With the advances of next generation sequencing, bacterial genomics is currently booming. It allows exploring the genetic diversity of isolates from a bacterial population, identifying characteristic functions of pan genomes and doing microbial source tracking. Today two main technologies are mainly used: the Ion Torrent PGM from Life Technologies and the MiSeq from Illumina. These methods require an amplification step of target DNA to bring it to a detectable quantity by machines. They generate short reads from 100 to 400 nucleotides in length and are compatible with paire-end protocols. The short fragments are finally assembled to reconstruct the entire genome of the cell.
Several methods exist to perform this assembly. As for solving a puzzle, algorithms can rely on a model (a reference genome) to rebuild the genome. In this case of resequencing, the bioinformatics strategy is called mapping and require few computation resources. Otherwise, if the target organism is newly studied, de-novo assembly pipelines for short reads are used. This step is still a complicated process even if reads are increasingly long, and it depends on the nature of the target genome (repeat regions, DNA accessibility, etc.). Various assemblers are available such as Velvet, Ray, Mira, Soap or Abyss.
Surprisingly, the efficiency of de-novo assemblers depends on the type of sequencer and the coverage.
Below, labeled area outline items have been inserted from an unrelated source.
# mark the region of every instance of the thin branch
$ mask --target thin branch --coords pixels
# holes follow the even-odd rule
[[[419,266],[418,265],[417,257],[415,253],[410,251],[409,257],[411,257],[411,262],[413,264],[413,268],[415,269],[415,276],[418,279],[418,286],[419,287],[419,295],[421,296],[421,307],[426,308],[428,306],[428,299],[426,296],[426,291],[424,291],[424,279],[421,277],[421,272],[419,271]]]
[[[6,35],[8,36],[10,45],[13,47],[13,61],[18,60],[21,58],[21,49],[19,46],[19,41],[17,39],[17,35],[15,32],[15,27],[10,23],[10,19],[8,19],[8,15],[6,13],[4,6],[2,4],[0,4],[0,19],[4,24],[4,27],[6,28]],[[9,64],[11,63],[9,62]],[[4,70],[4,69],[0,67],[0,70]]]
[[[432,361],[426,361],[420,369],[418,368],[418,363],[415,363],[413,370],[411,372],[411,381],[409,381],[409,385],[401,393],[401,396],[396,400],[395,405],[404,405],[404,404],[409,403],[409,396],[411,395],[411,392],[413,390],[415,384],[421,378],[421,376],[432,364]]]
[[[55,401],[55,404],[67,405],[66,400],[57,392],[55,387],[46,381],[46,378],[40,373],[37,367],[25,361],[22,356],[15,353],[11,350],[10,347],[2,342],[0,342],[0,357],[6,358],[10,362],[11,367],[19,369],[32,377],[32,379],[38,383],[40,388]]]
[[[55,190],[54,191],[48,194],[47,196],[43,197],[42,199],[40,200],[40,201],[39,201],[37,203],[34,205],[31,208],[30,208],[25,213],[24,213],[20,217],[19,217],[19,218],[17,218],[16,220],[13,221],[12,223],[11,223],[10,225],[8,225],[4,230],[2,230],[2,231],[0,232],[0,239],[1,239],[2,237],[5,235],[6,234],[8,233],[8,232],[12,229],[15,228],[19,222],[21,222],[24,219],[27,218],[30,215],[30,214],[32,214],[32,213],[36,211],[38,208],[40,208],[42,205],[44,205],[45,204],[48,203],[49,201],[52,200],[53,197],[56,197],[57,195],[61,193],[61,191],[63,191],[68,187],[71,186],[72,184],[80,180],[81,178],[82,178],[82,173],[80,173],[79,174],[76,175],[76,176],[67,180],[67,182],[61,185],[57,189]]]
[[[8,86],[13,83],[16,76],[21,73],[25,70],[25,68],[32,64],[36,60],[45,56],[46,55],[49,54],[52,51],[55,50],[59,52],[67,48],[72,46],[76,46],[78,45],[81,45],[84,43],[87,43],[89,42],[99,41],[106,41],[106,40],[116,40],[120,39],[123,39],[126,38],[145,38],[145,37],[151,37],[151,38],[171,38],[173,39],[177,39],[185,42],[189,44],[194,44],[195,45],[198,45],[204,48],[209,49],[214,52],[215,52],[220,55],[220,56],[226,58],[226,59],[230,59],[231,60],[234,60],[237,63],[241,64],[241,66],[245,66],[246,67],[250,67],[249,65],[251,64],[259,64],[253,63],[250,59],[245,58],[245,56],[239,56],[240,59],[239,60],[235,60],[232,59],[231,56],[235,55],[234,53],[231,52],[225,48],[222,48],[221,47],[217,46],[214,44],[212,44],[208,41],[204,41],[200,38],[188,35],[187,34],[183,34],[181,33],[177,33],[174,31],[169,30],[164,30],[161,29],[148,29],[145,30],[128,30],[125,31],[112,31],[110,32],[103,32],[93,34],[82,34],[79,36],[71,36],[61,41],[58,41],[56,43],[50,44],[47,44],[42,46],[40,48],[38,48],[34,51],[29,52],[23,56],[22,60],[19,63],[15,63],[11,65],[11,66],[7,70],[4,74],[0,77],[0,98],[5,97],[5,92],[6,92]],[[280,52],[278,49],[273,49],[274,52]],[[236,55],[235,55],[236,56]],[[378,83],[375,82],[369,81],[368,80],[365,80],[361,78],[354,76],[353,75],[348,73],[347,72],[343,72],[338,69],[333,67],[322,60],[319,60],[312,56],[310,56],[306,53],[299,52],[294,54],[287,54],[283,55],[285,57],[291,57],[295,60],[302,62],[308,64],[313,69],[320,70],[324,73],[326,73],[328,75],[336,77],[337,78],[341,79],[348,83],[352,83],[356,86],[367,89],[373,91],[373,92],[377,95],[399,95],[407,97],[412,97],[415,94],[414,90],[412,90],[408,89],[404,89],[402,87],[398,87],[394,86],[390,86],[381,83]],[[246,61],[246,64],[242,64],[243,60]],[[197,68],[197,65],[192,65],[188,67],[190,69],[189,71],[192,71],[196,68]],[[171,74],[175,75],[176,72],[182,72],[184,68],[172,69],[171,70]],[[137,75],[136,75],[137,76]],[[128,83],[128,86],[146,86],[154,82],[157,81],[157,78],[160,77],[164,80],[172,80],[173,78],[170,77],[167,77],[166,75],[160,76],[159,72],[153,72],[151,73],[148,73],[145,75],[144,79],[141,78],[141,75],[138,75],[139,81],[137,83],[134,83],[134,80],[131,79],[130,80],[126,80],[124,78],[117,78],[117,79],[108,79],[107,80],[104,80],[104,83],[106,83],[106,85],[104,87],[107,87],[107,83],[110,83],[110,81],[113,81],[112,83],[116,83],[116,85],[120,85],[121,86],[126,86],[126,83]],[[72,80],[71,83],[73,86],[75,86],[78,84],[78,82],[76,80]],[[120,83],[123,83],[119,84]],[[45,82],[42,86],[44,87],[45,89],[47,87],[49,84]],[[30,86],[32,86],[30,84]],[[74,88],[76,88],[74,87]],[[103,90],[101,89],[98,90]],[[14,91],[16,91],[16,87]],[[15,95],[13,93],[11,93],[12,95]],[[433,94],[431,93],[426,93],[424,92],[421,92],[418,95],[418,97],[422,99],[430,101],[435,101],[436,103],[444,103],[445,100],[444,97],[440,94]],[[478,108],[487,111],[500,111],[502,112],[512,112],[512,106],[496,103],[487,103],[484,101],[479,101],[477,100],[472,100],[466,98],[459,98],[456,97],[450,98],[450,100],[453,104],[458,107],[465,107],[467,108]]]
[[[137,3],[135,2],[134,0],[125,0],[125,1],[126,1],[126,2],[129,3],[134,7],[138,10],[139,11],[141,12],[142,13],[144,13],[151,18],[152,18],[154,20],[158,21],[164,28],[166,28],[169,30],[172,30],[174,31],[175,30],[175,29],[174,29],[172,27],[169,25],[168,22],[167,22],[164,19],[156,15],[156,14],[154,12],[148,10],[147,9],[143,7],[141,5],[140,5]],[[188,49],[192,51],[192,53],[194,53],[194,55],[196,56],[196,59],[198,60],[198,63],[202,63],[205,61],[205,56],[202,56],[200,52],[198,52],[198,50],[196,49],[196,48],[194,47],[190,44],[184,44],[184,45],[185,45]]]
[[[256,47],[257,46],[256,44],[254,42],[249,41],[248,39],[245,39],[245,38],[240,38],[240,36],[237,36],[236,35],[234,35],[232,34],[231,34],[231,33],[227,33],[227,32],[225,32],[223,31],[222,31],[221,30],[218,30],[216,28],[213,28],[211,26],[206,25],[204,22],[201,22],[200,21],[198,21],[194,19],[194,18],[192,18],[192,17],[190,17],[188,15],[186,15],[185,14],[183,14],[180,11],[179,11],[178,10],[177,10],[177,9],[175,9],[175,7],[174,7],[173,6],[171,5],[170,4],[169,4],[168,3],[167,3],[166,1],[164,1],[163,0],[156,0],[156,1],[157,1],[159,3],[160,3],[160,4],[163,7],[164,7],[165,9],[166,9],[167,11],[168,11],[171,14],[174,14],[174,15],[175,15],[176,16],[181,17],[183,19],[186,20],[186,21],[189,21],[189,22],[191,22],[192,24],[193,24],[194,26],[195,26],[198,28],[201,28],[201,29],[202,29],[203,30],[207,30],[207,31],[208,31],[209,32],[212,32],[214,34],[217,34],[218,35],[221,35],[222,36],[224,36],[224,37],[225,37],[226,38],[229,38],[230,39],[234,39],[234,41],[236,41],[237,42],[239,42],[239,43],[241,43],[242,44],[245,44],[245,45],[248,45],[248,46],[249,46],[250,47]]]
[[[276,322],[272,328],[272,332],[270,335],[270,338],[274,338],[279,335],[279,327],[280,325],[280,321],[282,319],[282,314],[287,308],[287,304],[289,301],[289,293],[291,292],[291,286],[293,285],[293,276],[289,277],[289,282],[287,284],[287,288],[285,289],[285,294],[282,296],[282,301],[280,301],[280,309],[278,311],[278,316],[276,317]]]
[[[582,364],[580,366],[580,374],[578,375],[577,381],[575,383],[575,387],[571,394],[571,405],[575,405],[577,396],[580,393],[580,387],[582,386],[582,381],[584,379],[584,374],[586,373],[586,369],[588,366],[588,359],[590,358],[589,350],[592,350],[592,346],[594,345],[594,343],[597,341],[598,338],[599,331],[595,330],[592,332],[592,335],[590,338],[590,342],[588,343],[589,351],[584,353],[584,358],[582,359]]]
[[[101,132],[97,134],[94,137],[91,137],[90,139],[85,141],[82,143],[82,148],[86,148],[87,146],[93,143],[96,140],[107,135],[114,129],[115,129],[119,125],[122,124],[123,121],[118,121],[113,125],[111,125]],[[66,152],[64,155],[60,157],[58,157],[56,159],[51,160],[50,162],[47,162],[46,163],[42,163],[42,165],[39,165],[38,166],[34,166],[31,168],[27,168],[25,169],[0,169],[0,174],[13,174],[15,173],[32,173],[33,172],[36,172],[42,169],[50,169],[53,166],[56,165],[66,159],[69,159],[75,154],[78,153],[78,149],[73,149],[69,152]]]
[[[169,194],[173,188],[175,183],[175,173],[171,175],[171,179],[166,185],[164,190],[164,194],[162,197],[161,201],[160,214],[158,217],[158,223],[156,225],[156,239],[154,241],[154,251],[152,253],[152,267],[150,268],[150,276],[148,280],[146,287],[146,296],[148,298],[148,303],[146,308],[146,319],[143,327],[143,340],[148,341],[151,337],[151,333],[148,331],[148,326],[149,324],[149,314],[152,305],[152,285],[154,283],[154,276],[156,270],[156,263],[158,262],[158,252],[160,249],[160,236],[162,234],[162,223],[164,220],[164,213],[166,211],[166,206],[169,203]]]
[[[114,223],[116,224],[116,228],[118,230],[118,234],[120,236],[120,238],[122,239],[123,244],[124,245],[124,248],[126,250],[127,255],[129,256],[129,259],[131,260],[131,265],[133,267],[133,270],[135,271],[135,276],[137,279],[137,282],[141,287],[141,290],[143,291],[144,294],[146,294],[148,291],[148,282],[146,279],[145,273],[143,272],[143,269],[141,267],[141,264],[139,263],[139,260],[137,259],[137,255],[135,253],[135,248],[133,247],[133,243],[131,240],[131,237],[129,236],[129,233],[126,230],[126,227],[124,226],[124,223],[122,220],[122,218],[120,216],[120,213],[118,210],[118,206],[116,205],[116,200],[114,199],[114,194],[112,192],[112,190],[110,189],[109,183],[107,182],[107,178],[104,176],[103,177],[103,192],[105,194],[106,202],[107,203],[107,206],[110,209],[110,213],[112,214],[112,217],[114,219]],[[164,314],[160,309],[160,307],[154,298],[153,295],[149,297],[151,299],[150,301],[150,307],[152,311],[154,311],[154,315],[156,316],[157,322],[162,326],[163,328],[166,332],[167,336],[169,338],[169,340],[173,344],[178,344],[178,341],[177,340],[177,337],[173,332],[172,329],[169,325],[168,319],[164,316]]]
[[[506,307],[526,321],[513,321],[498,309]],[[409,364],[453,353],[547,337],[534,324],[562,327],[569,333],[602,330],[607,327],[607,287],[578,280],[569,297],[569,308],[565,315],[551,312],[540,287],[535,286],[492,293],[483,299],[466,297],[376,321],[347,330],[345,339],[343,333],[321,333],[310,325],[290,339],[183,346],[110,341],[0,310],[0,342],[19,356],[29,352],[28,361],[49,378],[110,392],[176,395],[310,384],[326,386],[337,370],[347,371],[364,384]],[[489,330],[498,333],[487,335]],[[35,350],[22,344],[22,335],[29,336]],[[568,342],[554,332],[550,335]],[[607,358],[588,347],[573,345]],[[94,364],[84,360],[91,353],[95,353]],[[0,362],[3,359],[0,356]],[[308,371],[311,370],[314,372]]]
A too-low depth leads to the absence of reads for some genetic regions, while a too-high depth increases
the risk of artefacts and decreases the quality of the assembly. Ray assembler is known to be more
effective for MiSeq data with a 100-fold coverage and Mira for Ion Torrent data with a 25-fold coverage
For more information: https://www.ncbi.nlm.nih.gov/pmc/articles/PMC3625192/ and https://bmcgenomics.biomedcentral.com/articles/10.1186/1471-2164-14-675.
The limit of NGS resides in two parameters: the size of reads and the amplification steps that produce errors. Third-generation sequencers are able to sequence a single molecule of DNA in its native form. They also produce larger reads from 4 to 20 kb. The assembly step is thus facilitated, leading to the generation of better contigs and scaffolds.